In un libro di Francesco Erbani la guida per comprendere il declino della capitale
UMBERTO CROPPI SU HUFFINGTON POST
Roma. Il tramonto della città pubblica è il titolo della ricerca, per metà inchiesta sul campo, per metà ricognizione della letteratura relativa al saccheggio del territorio romano.
Una storia che ha radici antiche, nell’Italia del boom, col massiccio fenomeno di inurbamento indotto dalla trasformazione economica e sociale, la fine della società rurale, il mito del posto fisso.
E’ in quegli anni che si affermano i grandi gruppi dell’edilizia, le famiglie di “palazzinari” che costruiscono dal nulla le proprie fortune. Una crescita caotica, con un diffuso abusivismo tollerato e in molti casi incentivato, per una città che registra una sensibile crescita demografica. Ma la vera svolta è quella che avviene a cavallo del nuovo millennio quando, al contrario, la popolazione della città è stabilizzata, se non addirittura in riflusso e non si giustifica più un aumento del costruito.

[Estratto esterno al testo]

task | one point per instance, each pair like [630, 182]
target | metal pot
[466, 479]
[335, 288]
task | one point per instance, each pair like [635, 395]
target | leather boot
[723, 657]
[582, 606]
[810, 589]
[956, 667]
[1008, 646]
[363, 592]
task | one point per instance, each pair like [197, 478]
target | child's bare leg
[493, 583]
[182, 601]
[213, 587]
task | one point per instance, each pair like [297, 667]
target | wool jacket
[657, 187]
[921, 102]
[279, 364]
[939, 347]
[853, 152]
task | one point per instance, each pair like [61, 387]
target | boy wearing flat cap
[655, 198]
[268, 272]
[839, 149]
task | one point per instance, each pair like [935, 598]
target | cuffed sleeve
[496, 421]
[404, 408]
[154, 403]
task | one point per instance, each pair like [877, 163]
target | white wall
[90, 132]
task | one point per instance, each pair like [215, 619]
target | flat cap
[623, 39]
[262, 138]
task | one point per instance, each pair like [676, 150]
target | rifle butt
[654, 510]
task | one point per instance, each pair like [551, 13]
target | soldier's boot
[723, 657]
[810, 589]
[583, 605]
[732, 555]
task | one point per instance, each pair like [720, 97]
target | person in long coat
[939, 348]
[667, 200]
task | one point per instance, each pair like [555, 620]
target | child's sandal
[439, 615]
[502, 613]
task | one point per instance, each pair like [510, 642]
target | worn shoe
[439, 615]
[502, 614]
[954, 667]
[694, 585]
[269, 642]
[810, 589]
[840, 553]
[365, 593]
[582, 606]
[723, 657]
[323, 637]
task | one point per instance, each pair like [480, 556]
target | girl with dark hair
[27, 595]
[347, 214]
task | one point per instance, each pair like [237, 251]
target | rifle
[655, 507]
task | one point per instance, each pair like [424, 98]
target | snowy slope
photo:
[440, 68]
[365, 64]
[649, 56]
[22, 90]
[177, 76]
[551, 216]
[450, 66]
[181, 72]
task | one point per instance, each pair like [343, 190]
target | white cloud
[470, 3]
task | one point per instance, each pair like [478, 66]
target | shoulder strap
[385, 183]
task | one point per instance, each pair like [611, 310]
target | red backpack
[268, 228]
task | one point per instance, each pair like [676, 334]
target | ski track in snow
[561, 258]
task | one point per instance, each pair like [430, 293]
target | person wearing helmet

E’ sul finire della giunta Rutelli, col tradimento degli impegni presi nel primo mandato (denunciata dal primo assessore ai trasporti nonché vice-sindaco di Rutelli, Walter Tocci) e poi con il sindaco Veltroni e il suo piano regolatore che si definiscono vere e proprie regole per l’accrescimento sproporzionato del patrimonio edilizio e la diffusione della città oltre limiti logici e fisiologici.
Una crescita pulviscolare accompagnata dall’introduzione della logica delle “compensazioni”, che trasforma la speculazione fondiaria in diritto, elemento fondativo per la nuova urbanistica. Una cessione costante di porzioni di sovranità pubblica a favore di interessi privati, insieme all’affermarsi di pratiche mascherate da “project financing” che trasferiscono a imprese (sempre le stesse) il controllo di aree, immobili, servizi, fin dentro il cuore della città.
Una crescita non più spontanea ma programmata di nuclei abitativi senza infrastrutture, senza trasporti, che anzi, per come sono strutturati, non potranno mai essere connessi in maniera efficiente alla rete urbana dei servizi.
Quella ereditata da Alemanno è una situazione ormai ampiamente compromessa ma il nuovo sindaco e il suo management non mostrano di avere strumenti culturali e autonomia politica per modificarla: l’acquiescenza nei confronti della speculazione si acuisce e, invece che invertire il processo, se ne accelerano gli esiti più deleteri.
E’ un quadro desolante quello che ci descrive Erbani, con un corredo di cifre, riferimenti puntuali, opinioni di esperti. Un disastro che ormai ha superato il punto di non ritorno, un orizzonte da cui è scomparsa ogni capacità di programmare e dare indirizzi: la fine della funzione di governo, del ruolo del pubblico, appunto, che si arrende ogni giorno di più a interessi particolari, senza neanche svolgere un’azione di coordinamento.
Una denuncia documentata e comprensibile che – temiamo – si aggiungerà al numero di quelle che si sono succedute senza lasciare una vera traccia, senza modificare assetti, equilibri, carriere. Un lavoro tempestivo, si diceva, che arriva giusto alla vigilia di un’importante scadenza elettorale, potrebbe essere una bussola utile ai disorientati elettori della capitale, un manuale per scegliere non tanto a chi dare il voto ma sicuramente a chi non darlo.